Posted to issues@tez.apache.org by "Ming Ma (JIRA)" <ji...@apache.org> on 2016/11/04 19:06:58 UTC
[jira] [Commented] (TEZ-2442) Support DFS based shuffle in addition to HTTP shuffle

    [ https://issues.apache.org/jira/browse/TEZ-2442?page=com.atlassian.jira.plugin.system.issuetabpanels:comment-tabpanel&focusedCommentId=15637351#comment-15637351 ] 

Ming Ma commented on TEZ-2442:
------------------------------

Nice work.

bq. The doc mentioned "For skewed intermediate output, reducers can start early instead of waiting for downloading the entire output"
Is it similar to slow start in the existing shuffle?

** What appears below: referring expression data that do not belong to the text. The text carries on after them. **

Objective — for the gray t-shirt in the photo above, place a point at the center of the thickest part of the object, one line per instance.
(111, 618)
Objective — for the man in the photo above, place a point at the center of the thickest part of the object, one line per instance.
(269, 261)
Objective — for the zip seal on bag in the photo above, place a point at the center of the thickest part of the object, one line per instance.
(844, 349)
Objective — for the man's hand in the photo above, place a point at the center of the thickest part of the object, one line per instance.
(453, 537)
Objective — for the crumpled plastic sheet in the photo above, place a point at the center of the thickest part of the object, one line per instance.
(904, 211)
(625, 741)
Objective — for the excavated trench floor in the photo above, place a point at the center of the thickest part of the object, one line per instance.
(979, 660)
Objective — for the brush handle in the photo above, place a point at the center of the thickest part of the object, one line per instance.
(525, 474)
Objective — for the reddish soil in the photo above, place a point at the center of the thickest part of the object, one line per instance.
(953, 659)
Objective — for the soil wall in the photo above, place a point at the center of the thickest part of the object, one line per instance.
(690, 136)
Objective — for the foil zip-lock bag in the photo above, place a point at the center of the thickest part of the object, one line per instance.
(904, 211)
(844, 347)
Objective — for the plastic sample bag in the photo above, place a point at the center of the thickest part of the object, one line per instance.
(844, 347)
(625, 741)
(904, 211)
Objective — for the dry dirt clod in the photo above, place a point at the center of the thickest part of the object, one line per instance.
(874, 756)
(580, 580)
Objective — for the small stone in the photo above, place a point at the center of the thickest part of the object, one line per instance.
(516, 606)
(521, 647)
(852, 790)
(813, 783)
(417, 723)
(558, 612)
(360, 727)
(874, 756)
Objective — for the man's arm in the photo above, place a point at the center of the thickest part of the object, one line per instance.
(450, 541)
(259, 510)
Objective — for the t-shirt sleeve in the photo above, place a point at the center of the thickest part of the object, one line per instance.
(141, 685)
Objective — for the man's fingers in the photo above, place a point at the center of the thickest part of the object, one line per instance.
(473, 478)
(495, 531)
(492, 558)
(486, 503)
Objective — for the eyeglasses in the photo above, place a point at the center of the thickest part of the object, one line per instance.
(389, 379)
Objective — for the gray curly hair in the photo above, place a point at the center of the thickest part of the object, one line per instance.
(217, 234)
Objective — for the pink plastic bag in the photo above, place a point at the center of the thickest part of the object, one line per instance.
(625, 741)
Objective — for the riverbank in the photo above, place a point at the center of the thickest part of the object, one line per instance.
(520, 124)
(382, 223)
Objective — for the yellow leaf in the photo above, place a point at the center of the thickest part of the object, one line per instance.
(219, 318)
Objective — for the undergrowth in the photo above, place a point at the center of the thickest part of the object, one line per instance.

bq. In reality we can put intermediate data in an HDFS which replication factor of one, and the error heuristic should be exactly the same as "persisted” edge
This depends on how you set up the cluster, if compute clusters are separated from HDFS clusters, then failed mapper node doesn’t necessarily requires rerun of mappers.

bq. Cleanup of intermediate shuffle files
What will happen if app master is stopped via kill -9 without giving it a chance to clean up? In the current shuffle, YARN node manager takes care of that as it knows the app is gone and can clean up the app’s directory that stores the local shuffle data.

> Support DFS based shuffle in addition to HTTP shuffle
> -----------------------------------------------------
>
>                 Key: TEZ-2442
>                 URL: https://issues.apache.org/jira/browse/TEZ-2442
>             Project: Apache Tez
>          Issue Type: Improvement
>    Affects Versions: 0.5.3
>            Reporter: Kannan Rajah
>            Assignee: shanyu zhao
>         Attachments: FS_based_shuffle_v2.pdf, Tez Shuffle using DFS.pdf, hdfs_broadcast_hack.txt, tez-2442-trunk.2.patch, tez-2442-trunk.3.patch, tez-2442-trunk.4.patch, tez-2442-trunk.5.patch, tez-2442-trunk.patch, tez_hdfs_shuffle.patch
>
>
> In Tez, Shuffle is a mechanism by which intermediate data can be shared between stages. Shuffle data is written to local disk and fetched from any remote node using HTTP. A DFS like MapR file system can support writing this shuffle data directly to its DFS using a notion of local volumes and retrieve it using HDFS API from remote node. The current Shuffle implementation assumes local data can only be managed by LocalFileSystem. So it uses RawLocalFileSystem and LocalDirAllocator. If we can remove this assumption and introduce an abstraction to manage local disks, then we can reuse most of the shuffle logic (store, sort) and inject a HDFS API based retrieval instead of HTTP.



--
This message was sent by Atlassian JIRA
(v6.3.4#6332)